Dyspedic Mouse Skeletal Muscle Expresses Major Elements of the Triadic Junction but Lacks Detectable Ryanodine Receptor Protein and Function

doi:10.1074/jbc.272.11.7360

Dyspedic Mouse Skeletal Muscle Expresses Major Elements of the Triadic Junction but Lacks Detectable Ryanodine Receptor Protein and Function*

From the ^‡ Department of Molecular Biosciences, School of Veterinary Medicine, University of California, Davis, California 95616 the
^§Department of Cardiology, Children's Hospital, Boston, Massachusetts 02115, and
** Department of Anesthesia, Brigham and Women's Hospital, Boston, Massachusetts 02115

^∥ To whom correspondence should be addressed. Tel.: 916-752-6696; Fax: 916-752-4698.

Abstract

The ry1⁵³ dyspedic mouse contains two disrupted alleles for ryanodine receptor type 1 (skeletal isoform of ryanodine receptor; Ry₁R) resulting in perinatal death.
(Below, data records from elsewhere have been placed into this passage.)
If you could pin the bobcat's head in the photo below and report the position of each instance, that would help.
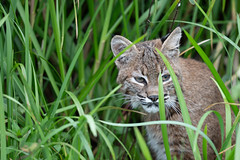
(139, 68)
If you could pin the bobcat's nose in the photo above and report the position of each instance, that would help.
(154, 98)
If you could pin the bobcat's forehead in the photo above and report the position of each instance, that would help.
(149, 60)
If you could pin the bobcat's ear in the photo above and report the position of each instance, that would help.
(171, 45)
(118, 43)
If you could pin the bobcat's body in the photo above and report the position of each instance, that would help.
(139, 68)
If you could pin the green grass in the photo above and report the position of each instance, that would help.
(58, 90)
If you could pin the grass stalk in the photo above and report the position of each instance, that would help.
(182, 103)
(57, 37)
(162, 114)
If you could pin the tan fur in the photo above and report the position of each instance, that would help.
(139, 68)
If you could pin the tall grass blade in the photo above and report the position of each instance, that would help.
(182, 103)
(142, 144)
(56, 32)
(164, 122)
(68, 75)
(2, 125)
(237, 146)
(163, 116)
(213, 70)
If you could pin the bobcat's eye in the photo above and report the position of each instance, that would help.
(165, 77)
(140, 80)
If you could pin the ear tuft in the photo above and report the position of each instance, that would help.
(171, 45)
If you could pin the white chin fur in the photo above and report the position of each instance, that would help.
(152, 109)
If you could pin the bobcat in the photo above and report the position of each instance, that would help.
(139, 68)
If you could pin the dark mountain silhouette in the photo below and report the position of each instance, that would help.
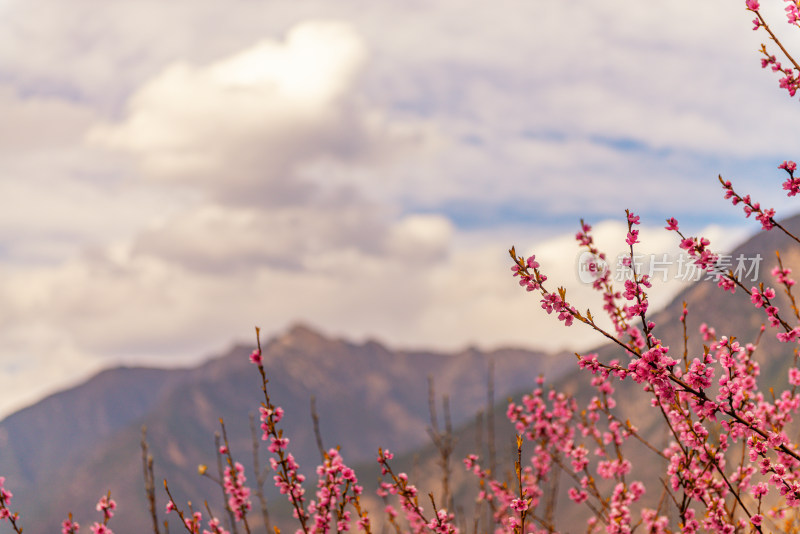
(63, 453)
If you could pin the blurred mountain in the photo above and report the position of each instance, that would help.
(63, 453)
(731, 315)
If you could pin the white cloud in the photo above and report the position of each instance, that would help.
(353, 174)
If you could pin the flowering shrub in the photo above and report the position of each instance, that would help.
(731, 465)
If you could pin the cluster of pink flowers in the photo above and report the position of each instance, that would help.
(441, 522)
(764, 216)
(790, 80)
(337, 486)
(193, 521)
(238, 493)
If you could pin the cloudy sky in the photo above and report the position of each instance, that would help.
(174, 173)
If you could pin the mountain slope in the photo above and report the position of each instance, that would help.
(367, 396)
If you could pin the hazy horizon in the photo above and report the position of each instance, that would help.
(175, 175)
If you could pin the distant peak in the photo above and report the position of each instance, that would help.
(302, 334)
(303, 329)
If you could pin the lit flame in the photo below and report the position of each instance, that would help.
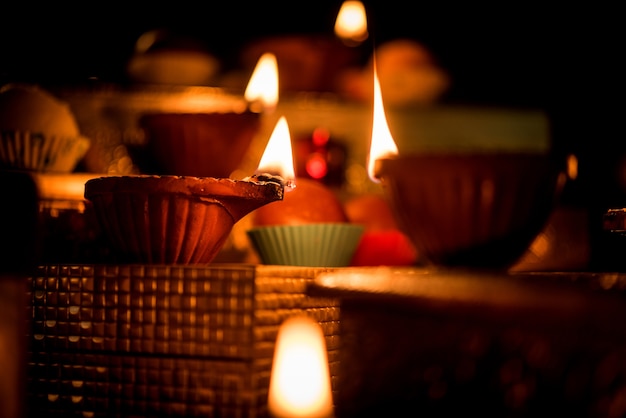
(277, 158)
(263, 84)
(382, 144)
(351, 23)
(300, 379)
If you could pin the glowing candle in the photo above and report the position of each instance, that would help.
(300, 380)
(382, 144)
(263, 84)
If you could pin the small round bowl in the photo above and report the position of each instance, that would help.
(173, 219)
(30, 151)
(196, 144)
(310, 245)
(472, 210)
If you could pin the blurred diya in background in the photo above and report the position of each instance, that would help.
(207, 142)
(465, 208)
(309, 227)
(38, 131)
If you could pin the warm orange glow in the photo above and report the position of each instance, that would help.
(382, 143)
(300, 380)
(572, 166)
(351, 23)
(263, 84)
(277, 158)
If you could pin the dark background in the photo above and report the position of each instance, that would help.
(526, 53)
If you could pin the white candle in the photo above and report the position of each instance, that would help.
(300, 380)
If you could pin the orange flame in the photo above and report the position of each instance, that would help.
(351, 23)
(263, 84)
(300, 379)
(382, 143)
(277, 158)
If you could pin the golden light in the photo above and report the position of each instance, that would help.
(351, 23)
(263, 84)
(382, 143)
(277, 158)
(300, 379)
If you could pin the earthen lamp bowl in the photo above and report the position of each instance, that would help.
(173, 219)
(472, 210)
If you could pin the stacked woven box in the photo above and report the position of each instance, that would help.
(145, 340)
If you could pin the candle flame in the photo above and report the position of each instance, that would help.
(351, 23)
(277, 158)
(263, 84)
(300, 379)
(382, 143)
In the present study, whole skeletal muscle homogenates and sucrose gradient-purified junctional sarcoplasmic reticulum from neonatal wild-type and dyspedic mice were assayed for biochemical and functional markers. Equilibrium binding experiments performed with 1-120 nM [³H]ryanodine reveal saturable high and low affinity binding to membrane preparations from wild-type mice, but not to preparations from dyspedic mice. Binding experiments performed with [³H]PN200 show a 2-fold reduction in [³H]PN200 binding capacity in dyspedic muscle, compared to age-matched wild-type muscle, with no change in receptor affinity. The presence or absence of proteins known to be critical for normal ryanodine receptor/Ca²⁺ channel complex function was assessed by Western blot analysis. Results indicate that FKBP-12, DHPRα1, triadin, calsequestrin, SERCA1 (sarco(endo)plasmic reticulum Ca²⁺ ATPase), and skeletal muscle myosin heavy chain are present in both dyspedic and wild-type muscle. Only wild-type membranes showed immunoreactivity toward Ry₁R antibody. Neither dyspedic nor wild-type mouse muscle showed detectable immunoreactivity toward Ry₂R or Ry₃R antibodies, even after sucrose gradient purification of sarcoplasmic reticulum. These results indicate that proteins critical for ryanodine receptor function are expressed in dyspedic skeletal muscle in the absence of Ry₁R. Ca²⁺ transport measurements show that membranes from wild-type controls, but not dyspedic mice, release Ca²⁺ upon exposure to ryanodine. Dyspedic mice and cells derived from them serve as excellent homologous expression systems in which to study how Ry₁R structure relates to function.

Footnotes

↵^¶ Supported by the Boston Heart Foundation.
↵* This work was supported in part by grants from the Muscular Dystrophy Association and the Brigham and Women's Hospital Anesthesia Foundation (to P. D. A.), the American Heart Association, California Affiliate (to I. N. P. and E. D. B.), and United States Public Health Service Grants 1RO1-AR43140 (to P. D. A. and I. N. P.) and 1RO1-E505002 (to I. N. P.). The costs of publication of this article were defrayed in part by the payment of page charges. The article must therefore be hereby marked “advertisement” in accordance with 18 U.S.C. Section 1734 solely to indicate this fact.
↵¹ The abbreviations used are:

Ry₁R

ryanodine receptor, skeletal isoform

Ry₂R

ryanodine receptor, cardiac isoform

Ry₃R

ryanodine receptor, brain isoform

DHP

dihydropyridine

DHPR

dihydropyridine receptor

E-C

excitation-contraction

ECL

enhanced chemiluminescence

PVDF

polyvinylidene difluoride

PCR

polymerase chain reaction

PAGE

polyacrylamide gel electrophoresis

SR

sarcoplasmic reticulum

t-tubule

transverse tubule

MOPS

4-morpholinepropanesulfonic acid.
↵² H. T. Nguyen, E. D. Buck, S. Mukherjee, S. Schieferl, P. C. Dolber, J. R. Sommer, I. N. Pessah, and P. D. Allen, submitted for publication.
↵³ C. Franzini-Armstrong, personal communication.
- Received July 23, 1996.
- Revision received November 18, 1996.